Lahore (AsiaNews) – L’arresto di 47 giovani sospettati di essere gli autori del linciaggio di un giovane, accusato di blasfemia, sta dividendo la nazione. Mentre alcuni gruppi islamici domandano con insistenza la liberazione dei sospetti, leader cattolici e protestanti domandano un processo giusto e la fine dell’impunità per queste violenze.

“Il governo deve rifiutare ogni espediente e compiere quanto è buono nell’interesse della nazione”, afferma ad AsiaNews il pastore Shahid P. Meraj, decano della cattedrale anglicana della resurrezione a Lahore. “Vogliamo onorare il sacrificio di Mashal Khan [il giovane trucidato- ndr] e chiediamo una netta punizione per i suoi assassini. Quello che chiediamo è che vi sia un Paese imparziale che purtroppo sta svanendo tristemente! Per anni siamo stati vittime di questi estremisti. I politici dovrebbero pensare oltre le questioni di potere e incominciare a salvare la vita delle persone”.

Il pastore Meraj si è espresso così anche in una veglia per Khan, che accusato di aver commesso blasfemia contro l’islam, è stato ucciso da una folla violenta all’università Abdul Wali Khan di Mardan lo scorso 13 aprile. La veglia è stata organizzata il 30 aprile scorso dalla Cecil e Iris Chaudry Foundation (Cicf), una Ong a sostegno delle minoranze religiose al Liberty Roundabout. Oltre 100 partecipanti hanno gridato slogan contro l’estremismo religioso e le violenze di massa, mentre era esposta una gigantografia dello studente ucciso.

Diversi leader ecclesiali si sono complimentati con la polizia per aver arrestato Imran, il primo sospettato per l’assassinio, che era compagno di scuola di Khan. Nella sua dichiarazione di confessione, Imran afferma che egli ha aperto il fuoco contro Khan perché l’ucciso era colpevole di blasfemia ed egli non è per nulla dispiaciuto per averlo assassinato. La polizia di Mardan ha dichiarato che sui 49 accusati del caso, 47 sono stati già arrestati.

Intanto, lo scorso 28 aprile, dopo la preghiera del venerdì, il consiglio degli ulema Muttahida ha organizzato una dimostrazione vicino all’ufficio del distretto amministrativo di Mardan per chiedere il rilascio di tutti i sospettati che sono nelle mani della polizia. Qui una folla di almeno 8mila persone gridava slogan quali: “Maledetti blasfemi! Maledetto Mashal! Maledetti i suoi compagni!” oppure “Basta con i media inutili e insolenti!” (v. video)

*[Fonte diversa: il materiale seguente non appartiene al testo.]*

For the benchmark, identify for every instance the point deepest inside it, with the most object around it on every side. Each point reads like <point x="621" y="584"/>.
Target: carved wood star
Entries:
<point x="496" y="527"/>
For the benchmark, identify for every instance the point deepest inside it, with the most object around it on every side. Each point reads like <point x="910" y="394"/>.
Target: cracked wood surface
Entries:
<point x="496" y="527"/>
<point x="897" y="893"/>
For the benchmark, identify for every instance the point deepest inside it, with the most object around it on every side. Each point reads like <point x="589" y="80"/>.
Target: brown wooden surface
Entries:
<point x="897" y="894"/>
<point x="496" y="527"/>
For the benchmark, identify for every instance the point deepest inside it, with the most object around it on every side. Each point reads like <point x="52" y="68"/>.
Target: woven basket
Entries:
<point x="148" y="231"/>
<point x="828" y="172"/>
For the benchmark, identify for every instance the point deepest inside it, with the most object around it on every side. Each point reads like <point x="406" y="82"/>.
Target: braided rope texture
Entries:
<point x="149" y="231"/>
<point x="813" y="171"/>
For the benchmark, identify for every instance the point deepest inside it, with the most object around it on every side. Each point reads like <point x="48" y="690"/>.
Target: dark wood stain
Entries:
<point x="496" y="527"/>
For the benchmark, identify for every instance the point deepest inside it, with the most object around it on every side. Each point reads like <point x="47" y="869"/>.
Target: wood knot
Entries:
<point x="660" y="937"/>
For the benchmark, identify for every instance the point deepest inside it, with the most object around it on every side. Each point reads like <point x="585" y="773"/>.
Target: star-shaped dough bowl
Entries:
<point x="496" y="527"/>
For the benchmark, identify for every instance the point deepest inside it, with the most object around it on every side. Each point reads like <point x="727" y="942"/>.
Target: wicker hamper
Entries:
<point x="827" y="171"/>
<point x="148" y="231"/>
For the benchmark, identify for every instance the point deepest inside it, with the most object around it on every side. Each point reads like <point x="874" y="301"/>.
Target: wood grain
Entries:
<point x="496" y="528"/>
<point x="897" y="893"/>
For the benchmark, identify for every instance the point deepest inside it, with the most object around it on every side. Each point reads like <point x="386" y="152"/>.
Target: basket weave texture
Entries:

Un dottore coranico, in un video visibile sui social media, afferma: “I giovani studenti universitari imprigionati a Mardan sono servitori del profeta Maometto. Ascoltate cosa dicono, altrimenti non so come potrete presentarvi al profeta Maometto nel giorno del giudizio. L’unica punizione per il blasfemo del profeta è la decapitazione”.

Cecil Shane Chaudhry, direttore esecutivo della Commissione episcopale di Giustizia e pace ha chiesto al governo di svegliarsi: “Solo lo Stato può fermare questi elementi; la società [civile] è indifesa. Le forze dell’ordine dovrebbero prendere nota di questo tipo di discorsi: essi sono una sfida aperta allo Stato stesso. Guardando i social media dopo questa tragedia, il livello di radicalizzazione è divenuta allarmante in modo estremo”.

La Cicf chiede anche giustizia per le vittime della blasfemia. In una dichiarazione pubblica affermano: “Se i responsabili dell’assassinio di Mashal Khan e di tutti gli assassinati in nome della religione non sono messi in prigione, incidente come questi continueranno e si moltiplicheranno”.

“L’attitudine a farsi giustizia in strada mostra una mancanza di governo, il fallimento dell’amministrazione civile nell’imporre la legge e le ambiguità del sistema giudiziario. Esso di continuo permette a questi crimini contro l’umanità di rimanere impuniti. L’impunità legata alla violenza in nome della religione deve avere fine”.